Universal influenza vaccines have been a long-standing goal for scientists as they ideally provide long-standing protection against influenza. Because of how quickly the virus is mutating, you need annual flu shots to protect you from the biggest strains.
“There are a lot of different paths where people work, especially if they can’t make a universal flu vaccine, which is a very old technology that people have tried many times before, and I don’t think they’re putting all the eggs in one basket and actually moving the fields,” Campbell said.
Offitt said withdrawing research funding for mRNA vaccines could be particularly harmful in the event of a pandemic.
“If something bad happens, like there’s avian flu pandemic, for example, we’re not much prepared,” he said, adding that the production cycle of mRNA technology has an overall production cycle.

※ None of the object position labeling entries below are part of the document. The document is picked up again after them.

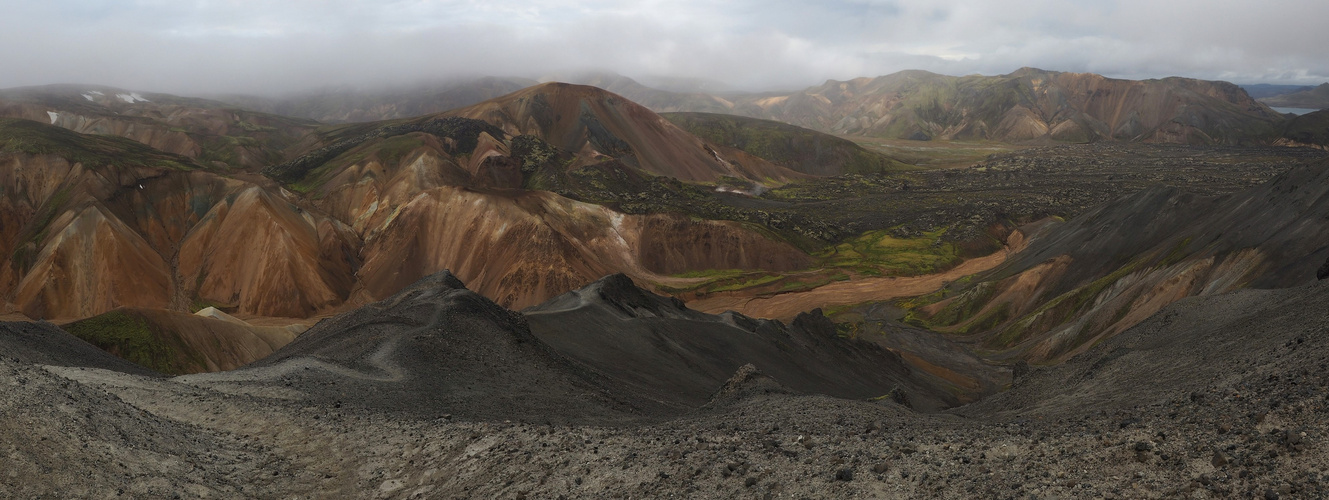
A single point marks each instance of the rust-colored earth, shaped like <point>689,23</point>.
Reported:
<point>786,306</point>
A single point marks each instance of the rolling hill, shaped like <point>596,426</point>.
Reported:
<point>1106,270</point>
<point>1026,105</point>
<point>1316,97</point>
<point>215,134</point>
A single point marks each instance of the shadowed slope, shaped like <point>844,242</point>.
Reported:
<point>679,357</point>
<point>207,132</point>
<point>1109,269</point>
<point>596,124</point>
<point>435,349</point>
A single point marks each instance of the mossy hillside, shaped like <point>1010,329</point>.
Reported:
<point>880,253</point>
<point>130,337</point>
<point>786,145</point>
<point>464,133</point>
<point>388,152</point>
<point>36,138</point>
<point>869,254</point>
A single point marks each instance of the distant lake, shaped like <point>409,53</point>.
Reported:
<point>1295,111</point>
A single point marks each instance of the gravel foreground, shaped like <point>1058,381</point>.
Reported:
<point>1223,396</point>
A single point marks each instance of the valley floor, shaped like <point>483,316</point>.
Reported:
<point>1235,408</point>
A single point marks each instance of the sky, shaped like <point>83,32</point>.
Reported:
<point>197,47</point>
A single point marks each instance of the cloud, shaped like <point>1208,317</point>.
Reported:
<point>263,47</point>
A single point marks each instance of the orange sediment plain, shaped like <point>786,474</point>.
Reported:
<point>786,306</point>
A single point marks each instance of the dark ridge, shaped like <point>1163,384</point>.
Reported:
<point>44,343</point>
<point>464,130</point>
<point>621,291</point>
<point>437,349</point>
<point>678,357</point>
<point>746,382</point>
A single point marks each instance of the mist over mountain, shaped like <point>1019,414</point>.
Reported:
<point>565,249</point>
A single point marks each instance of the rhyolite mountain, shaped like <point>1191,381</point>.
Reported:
<point>215,134</point>
<point>1021,107</point>
<point>1026,105</point>
<point>95,221</point>
<point>1316,97</point>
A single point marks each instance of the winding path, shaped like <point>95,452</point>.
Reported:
<point>786,306</point>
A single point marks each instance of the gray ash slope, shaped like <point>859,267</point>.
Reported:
<point>436,349</point>
<point>678,357</point>
<point>608,354</point>
<point>1214,396</point>
<point>1287,218</point>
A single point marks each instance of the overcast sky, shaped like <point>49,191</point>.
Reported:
<point>285,45</point>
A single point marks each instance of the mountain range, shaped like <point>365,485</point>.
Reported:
<point>1316,97</point>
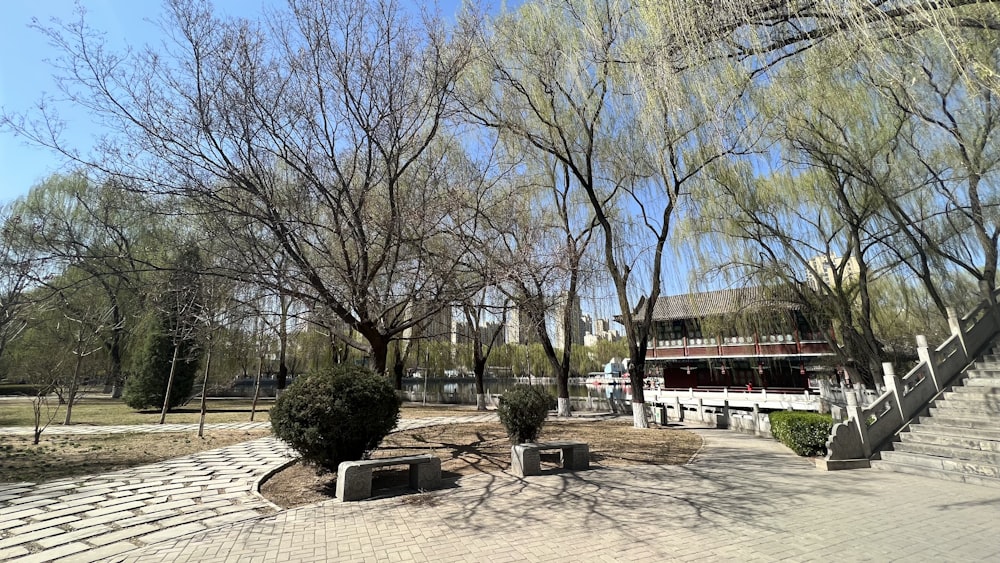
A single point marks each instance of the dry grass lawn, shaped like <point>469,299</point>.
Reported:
<point>58,456</point>
<point>469,449</point>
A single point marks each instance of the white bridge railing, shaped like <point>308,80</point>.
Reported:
<point>867,429</point>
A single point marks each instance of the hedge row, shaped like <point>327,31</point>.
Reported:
<point>805,433</point>
<point>12,389</point>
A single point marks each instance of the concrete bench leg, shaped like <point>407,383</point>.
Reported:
<point>525,461</point>
<point>576,457</point>
<point>353,482</point>
<point>426,476</point>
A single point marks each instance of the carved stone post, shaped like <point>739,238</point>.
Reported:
<point>956,330</point>
<point>854,414</point>
<point>928,358</point>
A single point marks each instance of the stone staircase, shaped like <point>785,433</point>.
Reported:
<point>959,439</point>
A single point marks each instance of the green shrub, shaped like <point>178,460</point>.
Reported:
<point>522,412</point>
<point>146,387</point>
<point>805,433</point>
<point>335,415</point>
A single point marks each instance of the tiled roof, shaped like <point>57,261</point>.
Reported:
<point>722,302</point>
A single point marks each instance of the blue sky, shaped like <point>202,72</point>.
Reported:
<point>25,76</point>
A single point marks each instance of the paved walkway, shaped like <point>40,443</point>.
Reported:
<point>92,518</point>
<point>742,498</point>
<point>92,429</point>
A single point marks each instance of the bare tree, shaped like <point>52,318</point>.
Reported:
<point>318,133</point>
<point>17,268</point>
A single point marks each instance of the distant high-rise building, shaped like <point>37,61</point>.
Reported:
<point>825,267</point>
<point>434,326</point>
<point>576,336</point>
<point>518,329</point>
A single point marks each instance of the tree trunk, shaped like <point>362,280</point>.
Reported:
<point>562,399</point>
<point>283,344</point>
<point>398,367</point>
<point>479,370</point>
<point>635,372</point>
<point>73,384</point>
<point>170,382</point>
<point>115,351</point>
<point>204,389</point>
<point>256,388</point>
<point>380,356</point>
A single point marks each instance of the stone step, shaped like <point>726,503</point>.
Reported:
<point>963,428</point>
<point>971,397</point>
<point>955,450</point>
<point>982,381</point>
<point>980,469</point>
<point>974,390</point>
<point>963,410</point>
<point>955,476</point>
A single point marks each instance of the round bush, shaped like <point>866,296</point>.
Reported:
<point>522,412</point>
<point>336,415</point>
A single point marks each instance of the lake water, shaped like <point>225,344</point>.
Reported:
<point>463,391</point>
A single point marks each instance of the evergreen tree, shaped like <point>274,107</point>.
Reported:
<point>169,360</point>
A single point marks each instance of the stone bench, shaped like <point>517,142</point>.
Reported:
<point>525,459</point>
<point>354,478</point>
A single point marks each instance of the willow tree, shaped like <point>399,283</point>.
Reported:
<point>570,81</point>
<point>548,261</point>
<point>315,132</point>
<point>812,225</point>
<point>945,200</point>
<point>100,235</point>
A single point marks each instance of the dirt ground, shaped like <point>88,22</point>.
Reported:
<point>468,449</point>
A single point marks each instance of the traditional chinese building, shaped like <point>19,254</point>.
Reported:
<point>735,337</point>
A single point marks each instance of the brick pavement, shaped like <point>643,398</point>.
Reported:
<point>743,498</point>
<point>84,429</point>
<point>91,518</point>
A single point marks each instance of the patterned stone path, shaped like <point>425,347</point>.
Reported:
<point>84,429</point>
<point>95,517</point>
<point>742,499</point>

“We probably need a year to manufacture nationwide,” Rasmussen said using the entire virus vaccine.
Other vaccine technologies, such as protein subunits and mRNAs, “basically you just make a protein or mRNA and can do it synthetically without the need for a virus or anything to grow it,” she said. “It’s much easier to change and adapt as needed, as new strains can emerge.”
“One of the 22 studies eliminated in the $500 million withdrawal was considering how valuable mRNA technology would be for avian influenza.”
Ultimately, Campbell said that science should lead the way, not a top-down dicta that brings together scientists.
“The devil is in detail, not just a drastic statement about which platform is the right platform and which isn’t,” he said.
Multiple platforms are available for vaccine development, and each has been tested for its characteristics.
“In the end, you get up to look like one or two, perhaps the best, and those are things people continue to pursue,” he said. “That’s what we do with vaccines,” he says, “to try to figure out what works and doesn’t in both basic science, immunology, models of disease, before we enter humans, and in real human research.